Joining Tom Hanks on the flight deck in Warner Bros. Pictures’ “Sully”, Aaron Eckhart (“The Dark Knight,” “Olympus Has Fallen”) took on the role of the titular character’s co-pilot Jeff Skiles.
On January 15, 2009, the world witnessed the “Miracle on the Hudson” when Captain “Sully” Sullenberger (Hanks) glided his disabled plane onto the frigid waters of the Hudson River, saving the lives of all 155 aboard. However, even as Sully was being heralded by the public and the media for his unprecedented feat of aviation skill, an investigation was unfolding that threatened to destroy his reputation and his career.
Eckhart says he was very affected by the screenplay for “Sully.” “It was structured beautifully, because from the time they took off to the time they hit the birds was three and a half minutes. How do you make a whole movie about that?

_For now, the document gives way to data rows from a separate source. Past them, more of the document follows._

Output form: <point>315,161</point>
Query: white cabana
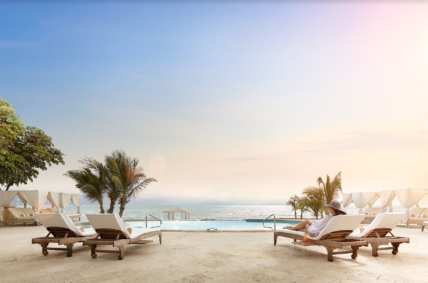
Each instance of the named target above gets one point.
<point>409,198</point>
<point>360,200</point>
<point>37,200</point>
<point>5,199</point>
<point>54,199</point>
<point>171,212</point>
<point>347,200</point>
<point>64,201</point>
<point>75,199</point>
<point>386,198</point>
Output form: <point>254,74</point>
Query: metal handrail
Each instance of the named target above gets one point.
<point>267,219</point>
<point>157,219</point>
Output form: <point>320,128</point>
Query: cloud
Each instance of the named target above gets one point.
<point>348,142</point>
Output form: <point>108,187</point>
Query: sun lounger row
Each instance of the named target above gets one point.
<point>342,232</point>
<point>108,229</point>
<point>24,215</point>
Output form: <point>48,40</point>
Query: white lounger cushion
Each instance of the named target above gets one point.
<point>337,223</point>
<point>62,220</point>
<point>383,220</point>
<point>113,221</point>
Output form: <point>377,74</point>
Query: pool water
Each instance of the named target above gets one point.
<point>213,225</point>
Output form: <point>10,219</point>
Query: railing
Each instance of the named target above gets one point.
<point>154,218</point>
<point>274,222</point>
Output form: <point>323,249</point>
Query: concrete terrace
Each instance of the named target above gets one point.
<point>209,257</point>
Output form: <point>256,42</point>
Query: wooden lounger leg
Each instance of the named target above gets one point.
<point>93,253</point>
<point>70,249</point>
<point>122,252</point>
<point>374,249</point>
<point>395,249</point>
<point>355,253</point>
<point>329,253</point>
<point>44,248</point>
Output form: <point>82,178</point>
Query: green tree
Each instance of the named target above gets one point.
<point>91,185</point>
<point>10,125</point>
<point>21,158</point>
<point>294,203</point>
<point>331,189</point>
<point>126,176</point>
<point>314,200</point>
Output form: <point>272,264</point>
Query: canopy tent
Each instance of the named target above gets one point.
<point>386,198</point>
<point>360,200</point>
<point>409,198</point>
<point>177,209</point>
<point>37,199</point>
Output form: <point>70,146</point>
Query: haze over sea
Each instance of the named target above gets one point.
<point>209,212</point>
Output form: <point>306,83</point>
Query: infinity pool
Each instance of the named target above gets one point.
<point>211,225</point>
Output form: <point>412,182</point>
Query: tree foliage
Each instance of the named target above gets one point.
<point>10,125</point>
<point>91,185</point>
<point>294,203</point>
<point>128,178</point>
<point>331,189</point>
<point>119,178</point>
<point>314,200</point>
<point>27,151</point>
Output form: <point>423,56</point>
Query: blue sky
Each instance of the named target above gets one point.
<point>225,103</point>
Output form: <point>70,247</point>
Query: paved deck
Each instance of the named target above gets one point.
<point>209,257</point>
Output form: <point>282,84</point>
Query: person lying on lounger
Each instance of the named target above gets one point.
<point>314,228</point>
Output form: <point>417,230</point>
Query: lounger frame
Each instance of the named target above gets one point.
<point>331,241</point>
<point>117,239</point>
<point>61,236</point>
<point>378,237</point>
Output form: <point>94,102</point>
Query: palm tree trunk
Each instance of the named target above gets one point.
<point>100,201</point>
<point>122,208</point>
<point>112,203</point>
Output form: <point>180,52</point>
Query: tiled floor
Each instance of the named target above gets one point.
<point>209,257</point>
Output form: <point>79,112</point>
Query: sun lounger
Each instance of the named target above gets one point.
<point>112,231</point>
<point>418,215</point>
<point>21,215</point>
<point>334,236</point>
<point>376,233</point>
<point>63,232</point>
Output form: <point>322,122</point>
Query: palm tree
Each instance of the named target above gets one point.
<point>294,203</point>
<point>331,189</point>
<point>111,191</point>
<point>314,200</point>
<point>127,177</point>
<point>89,184</point>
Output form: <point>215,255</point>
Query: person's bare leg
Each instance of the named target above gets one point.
<point>299,226</point>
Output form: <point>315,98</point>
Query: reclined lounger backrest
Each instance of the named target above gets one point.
<point>58,220</point>
<point>341,223</point>
<point>382,220</point>
<point>108,221</point>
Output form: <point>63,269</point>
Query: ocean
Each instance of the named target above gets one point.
<point>208,212</point>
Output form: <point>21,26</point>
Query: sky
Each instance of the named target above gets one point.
<point>225,103</point>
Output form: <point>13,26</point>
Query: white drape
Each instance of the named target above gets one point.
<point>347,199</point>
<point>361,200</point>
<point>75,198</point>
<point>409,198</point>
<point>54,199</point>
<point>374,199</point>
<point>5,199</point>
<point>64,201</point>
<point>35,198</point>
<point>386,198</point>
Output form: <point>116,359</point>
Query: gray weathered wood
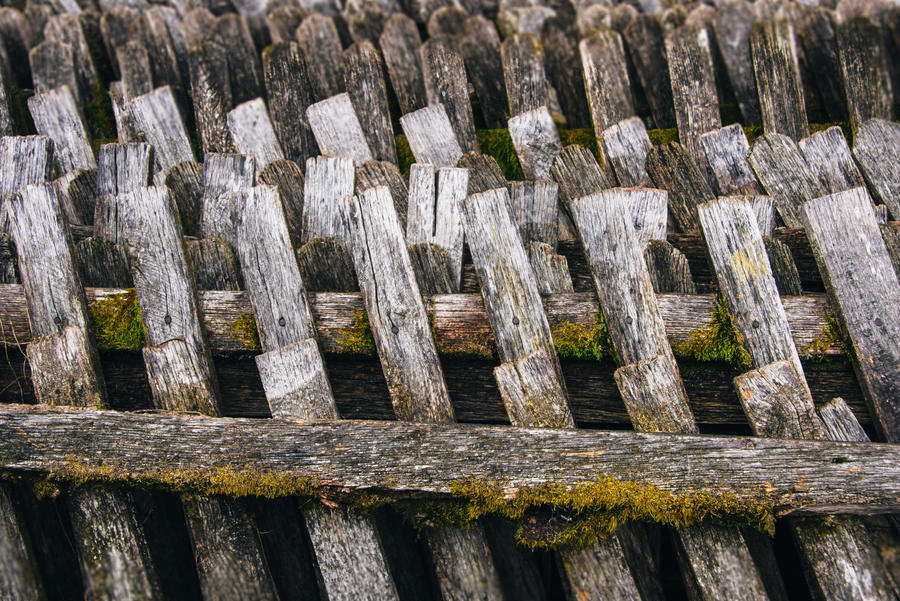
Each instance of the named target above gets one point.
<point>671,167</point>
<point>252,132</point>
<point>732,24</point>
<point>321,46</point>
<point>24,160</point>
<point>536,141</point>
<point>364,79</point>
<point>338,130</point>
<point>433,218</point>
<point>445,83</point>
<point>864,63</point>
<point>64,363</point>
<point>178,364</point>
<point>56,116</point>
<point>19,578</point>
<point>829,158</point>
<point>784,173</point>
<point>858,273</point>
<point>876,148</point>
<point>644,36</point>
<point>523,72</point>
<point>399,44</point>
<point>211,96</point>
<point>289,95</point>
<point>693,87</point>
<point>156,117</point>
<point>726,151</point>
<point>625,145</point>
<point>431,136</point>
<point>606,79</point>
<point>781,100</point>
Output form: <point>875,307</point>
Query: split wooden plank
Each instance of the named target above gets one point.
<point>784,173</point>
<point>650,383</point>
<point>399,43</point>
<point>337,128</point>
<point>211,96</point>
<point>479,44</point>
<point>646,47</point>
<point>364,79</point>
<point>156,117</point>
<point>252,132</point>
<point>445,83</point>
<point>672,167</point>
<point>433,219</point>
<point>321,47</point>
<point>693,87</point>
<point>876,148</point>
<point>626,145</point>
<point>56,116</point>
<point>864,63</point>
<point>536,141</point>
<point>606,79</point>
<point>523,72</point>
<point>754,469</point>
<point>732,24</point>
<point>431,136</point>
<point>412,371</point>
<point>289,95</point>
<point>726,152</point>
<point>858,273</point>
<point>778,80</point>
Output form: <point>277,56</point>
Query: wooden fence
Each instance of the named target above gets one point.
<point>469,192</point>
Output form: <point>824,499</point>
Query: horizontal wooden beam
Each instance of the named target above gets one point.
<point>413,459</point>
<point>460,322</point>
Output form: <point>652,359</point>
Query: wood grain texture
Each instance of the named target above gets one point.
<point>858,273</point>
<point>876,148</point>
<point>778,82</point>
<point>516,456</point>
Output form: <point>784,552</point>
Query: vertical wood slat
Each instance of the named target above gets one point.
<point>412,370</point>
<point>858,274</point>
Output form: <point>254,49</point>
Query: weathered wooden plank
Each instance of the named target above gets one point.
<point>321,46</point>
<point>778,80</point>
<point>606,79</point>
<point>211,96</point>
<point>876,148</point>
<point>693,87</point>
<point>364,79</point>
<point>338,130</point>
<point>445,83</point>
<point>726,151</point>
<point>536,141</point>
<point>673,168</point>
<point>252,132</point>
<point>431,136</point>
<point>56,116</point>
<point>373,454</point>
<point>784,173</point>
<point>857,271</point>
<point>399,43</point>
<point>626,145</point>
<point>156,117</point>
<point>865,68</point>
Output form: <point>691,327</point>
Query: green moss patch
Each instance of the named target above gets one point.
<point>719,340</point>
<point>117,322</point>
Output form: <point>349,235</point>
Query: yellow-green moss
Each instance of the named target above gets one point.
<point>117,322</point>
<point>358,340</point>
<point>575,341</point>
<point>659,137</point>
<point>244,329</point>
<point>719,340</point>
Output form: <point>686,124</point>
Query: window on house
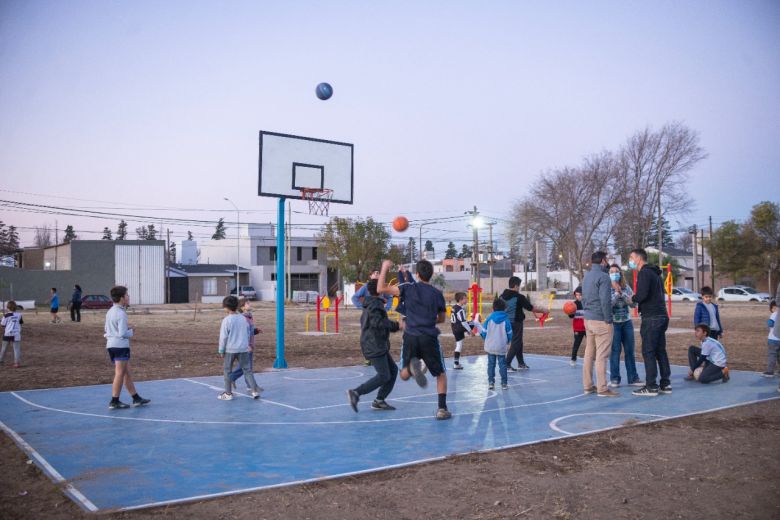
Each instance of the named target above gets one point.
<point>209,286</point>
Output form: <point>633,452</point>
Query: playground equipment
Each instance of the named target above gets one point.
<point>323,312</point>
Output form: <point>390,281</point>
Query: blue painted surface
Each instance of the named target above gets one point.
<point>188,444</point>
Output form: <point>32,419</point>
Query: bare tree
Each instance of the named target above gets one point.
<point>655,165</point>
<point>576,209</point>
<point>43,236</point>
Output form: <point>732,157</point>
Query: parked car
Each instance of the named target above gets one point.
<point>741,293</point>
<point>96,301</point>
<point>248,292</point>
<point>683,294</point>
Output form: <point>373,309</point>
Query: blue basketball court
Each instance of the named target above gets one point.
<point>187,445</point>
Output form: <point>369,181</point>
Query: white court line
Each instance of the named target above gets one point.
<point>554,423</point>
<point>49,470</point>
<point>283,423</point>
<point>220,389</point>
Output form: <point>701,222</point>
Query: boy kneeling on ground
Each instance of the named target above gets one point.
<point>708,363</point>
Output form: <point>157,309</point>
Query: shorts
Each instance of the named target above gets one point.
<point>119,354</point>
<point>426,348</point>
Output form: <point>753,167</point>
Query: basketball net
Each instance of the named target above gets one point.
<point>318,198</point>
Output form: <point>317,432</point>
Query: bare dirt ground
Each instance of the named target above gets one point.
<point>717,465</point>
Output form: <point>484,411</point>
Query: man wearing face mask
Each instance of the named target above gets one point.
<point>597,307</point>
<point>650,297</point>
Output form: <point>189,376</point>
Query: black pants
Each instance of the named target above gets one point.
<point>516,347</point>
<point>386,372</point>
<point>75,311</point>
<point>653,334</point>
<point>578,337</point>
<point>710,372</point>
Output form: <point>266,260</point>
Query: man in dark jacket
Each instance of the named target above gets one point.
<point>650,297</point>
<point>515,303</point>
<point>375,329</point>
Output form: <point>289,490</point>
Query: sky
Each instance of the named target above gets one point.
<point>153,109</point>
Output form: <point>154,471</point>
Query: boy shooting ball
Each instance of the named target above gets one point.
<point>424,309</point>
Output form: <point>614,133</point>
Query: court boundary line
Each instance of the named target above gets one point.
<point>68,488</point>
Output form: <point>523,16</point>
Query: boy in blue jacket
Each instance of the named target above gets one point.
<point>706,312</point>
<point>497,333</point>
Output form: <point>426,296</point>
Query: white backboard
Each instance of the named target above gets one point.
<point>289,163</point>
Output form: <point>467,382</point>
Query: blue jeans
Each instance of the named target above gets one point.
<point>623,334</point>
<point>492,358</point>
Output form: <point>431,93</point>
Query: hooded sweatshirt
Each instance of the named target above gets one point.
<point>497,333</point>
<point>650,292</point>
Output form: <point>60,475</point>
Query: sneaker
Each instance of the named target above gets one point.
<point>353,397</point>
<point>415,367</point>
<point>381,404</point>
<point>443,414</point>
<point>646,391</point>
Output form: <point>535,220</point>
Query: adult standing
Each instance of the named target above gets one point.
<point>623,338</point>
<point>75,304</point>
<point>650,298</point>
<point>597,308</point>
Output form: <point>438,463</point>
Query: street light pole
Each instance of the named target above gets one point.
<point>238,245</point>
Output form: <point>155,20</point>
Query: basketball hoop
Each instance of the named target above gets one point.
<point>318,198</point>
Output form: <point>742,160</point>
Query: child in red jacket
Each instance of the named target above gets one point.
<point>578,325</point>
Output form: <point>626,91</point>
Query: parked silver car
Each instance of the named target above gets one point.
<point>741,293</point>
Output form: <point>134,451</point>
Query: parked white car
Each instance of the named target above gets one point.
<point>741,293</point>
<point>683,294</point>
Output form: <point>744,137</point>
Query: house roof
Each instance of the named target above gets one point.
<point>210,269</point>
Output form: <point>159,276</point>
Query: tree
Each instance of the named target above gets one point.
<point>451,251</point>
<point>42,236</point>
<point>70,235</point>
<point>652,234</point>
<point>650,160</point>
<point>219,233</point>
<point>355,247</point>
<point>121,231</point>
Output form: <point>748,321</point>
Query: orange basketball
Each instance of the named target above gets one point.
<point>400,223</point>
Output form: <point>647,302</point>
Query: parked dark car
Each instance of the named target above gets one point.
<point>96,301</point>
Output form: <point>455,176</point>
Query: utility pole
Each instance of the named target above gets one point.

But it was very emotional and managed to build tension throughout the story, showing the audience what went on for these two men who were, to the outside world, hailed as heroes. I think it’s a heroic story, with good lessons to be learned.”
To prepare for the scenes that depict those critical moments in the air, the real Sullenberger had explained to Hanks and Eckhart his own process at the time. His first three thoughts—all within mere seconds—had covered disbelief, denial, and realization. He told them that those thoughts led to three clear actions: force himself to be calm, set clear priorities, and manage the workload, not trying to do too much, but doing what they could to solve the problems, one by one, in the small amount of time they had. Hanks and Eckhart would have to internalize the intellectual elements of that progression and then show exactly how, having accepted what they were dealing with, Sully and Skiles were able to land the plane.
What most people might be unaware of, just as these two actors were prior to the project, is that Sully and Skiles, who worked together like a well-oiled machine, had met for the first time just a few days before the flight—a common occurrence considering the thousands of pilots traversing the globe at any given time. Fortunately their training allows them to communicate effortlessly and assist each other when there isn’t time to talk everything out.
Prior to filming, Eckhart contacted Skiles as well. Recalling their conversation, Skiles says, “We spoke for a couple of hours and he asked me a lot of questions about being a pilot, not just why I wanted to be one but also why I continue to do so after that day.”
“Jeff told me that first and foremost, they were always in control of the flight; they felt they could make a good landing, a controlled landing, in the Hudson,” Eckhart says. “He also talked about the effect going through that trauma had on them afterward: stress, lack of sleep, loss of appetite, nervousness, that sort of thing. It lasted two or three months and they got counseling. And he’s still flying today; he’s a captain himself now.”
Eckhart was also able to strongly resemble his counterpart in both appearance and manner. Producer Frank Marshall felt the production was very lucky in that “there were two really interesting guys in the cockpit when this happened. Sully is a more reserved, quieter guy, and Jeff Skiles is pretty funny. And Aaron brought a sort of lightheartedness to what we see in the film is a very heavy situation. It’s nice to see the dynamic between the two real men played out by Tom and Aaron so well.”
“Tom’s an extraordinary actor,” Eckhart adds. “He’s so in command, it’s effortless. I’d like to think working with him had an effect on me; I’d like to learn some of his tricks.”
Opening across the Philippines on Thursday, Sept. 08 in IMAX and regular cinemas, “Sully” is distributed worldwide by Warner Bros. Pictures, a Warner Bros. Entertainment Company.